Les activités génératrices de revenus les plus pratiquées par les populations cibles qui sont majoritairement jeunes (65% dont 49% féminine) sont l’agriculture de subsistance (45%) et les petits commerces (27%). Les autres activités fréquentes incluent l’artisanat (12%), le travail journalier (11%), collecte et vente de bois (10%) et élevage (6%). L’évolution des activités économiques pendant le déplacement souligne la perte probable des moyens de production par une partie des ménages déplacés, ce qui expliquerait l’augmentation des moyens de subsistance nécessitant peu ou pas d’outils de production (travail journalier, collecte et vente de bois, artisanat, etc.). L’augmentation importante du commerce indépendant/petit commerce peut être expliquée par les restrictions sur la pêche et l’agriculture (du fait des restrictions sur l’irrigation pour cause d’insécurité autour du lac), qui constituaient des activités économiques majeures des personnes avant leur déplacement. L’augmentation importante de l’agriculture de subsistance est vraisemblablement due à la nécessité de trouver des sources alternatives de nourriture du fait de la baisse du pouvoir d’achat et l’incapacité de pratiquer l’emploi habituel, ainsi qu’une cohabitation positive avec les communautés hôtes (sans qui les terres ne seraient pas disponibles). Enfin, l’augmentation de la collecte et vente de bois comme activité génératrice de revenus est une préoccupation qui pourrait entraîner des conséquences néfastes sur l’environnement dans des zones déjà affectées par la désertification.

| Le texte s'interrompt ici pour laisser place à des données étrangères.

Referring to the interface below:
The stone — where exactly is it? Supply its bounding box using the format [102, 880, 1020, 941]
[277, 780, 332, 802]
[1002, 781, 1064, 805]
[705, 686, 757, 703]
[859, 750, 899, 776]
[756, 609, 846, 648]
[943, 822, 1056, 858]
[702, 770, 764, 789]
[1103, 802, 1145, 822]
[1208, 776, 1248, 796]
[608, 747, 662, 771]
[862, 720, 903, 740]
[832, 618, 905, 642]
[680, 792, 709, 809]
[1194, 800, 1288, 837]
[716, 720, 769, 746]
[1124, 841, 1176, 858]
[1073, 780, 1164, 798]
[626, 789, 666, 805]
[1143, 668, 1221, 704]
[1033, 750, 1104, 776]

Le changement climatique est considéré comme ayant de redoutables conséquences sur le plan environnemental et affectant grandement les secteurs économiques sur lesquels reposent les activités de production du fait d’être une communauté agricole. Dans l’ensemble, les trois événements climatiques les plus fréquents sont : l’augmentation des températures (75,5%), la sécheresse (63,9%) et les vents violents (34,6%). Selon l’étude sur le lien entre la Migration, l’Environnement et le Changement Climatique (MECC) de l’OIM sur l’ensemble des régions du Niger dont Diffa, l’impact principal sur l’activité socio-économique est la baisse de la production agricole. S’ensuivent des conditions de vie devenues plus difficiles et la diminution du cheptel. Cela permet de comprendre le rôle du changement climatique dans l’endurcissement des conditions de vie qui a tendance à installer les populations dans une spirale d’endettement et décapitalisation qui les confine dans une précarité multiforme. Le manque d’accompagnement sur l’utilisation optimale des ressources naturelles disponibles, couplé au manque de ressources financières comme mesure d’accompagnement ont rendu les petits commerces (commerce transfrontalier et local) au fil du temps, la première source de revenu malgré le fait qu’ils soient peu rentable. Le taux de chômage de plus de 95% dans ces zones, pousse les PDIs retournées à vouloir se réinstaller dans des centres pour personnes déplacées ou dans d'autres communautés. A terme, cela constituera une source additionnelle de conflits inter et intracommunautaires, du fait de la concurrence pour l’accès aux ressources déjà limitées dans la région de Diffa. A Diffa, par exemple, 59% des populations non déplacées n’ont pas accès aux infrastructures sanitaires contre 3% pour les PDIs,10% pour les réfugiés et 8% pour les retournés.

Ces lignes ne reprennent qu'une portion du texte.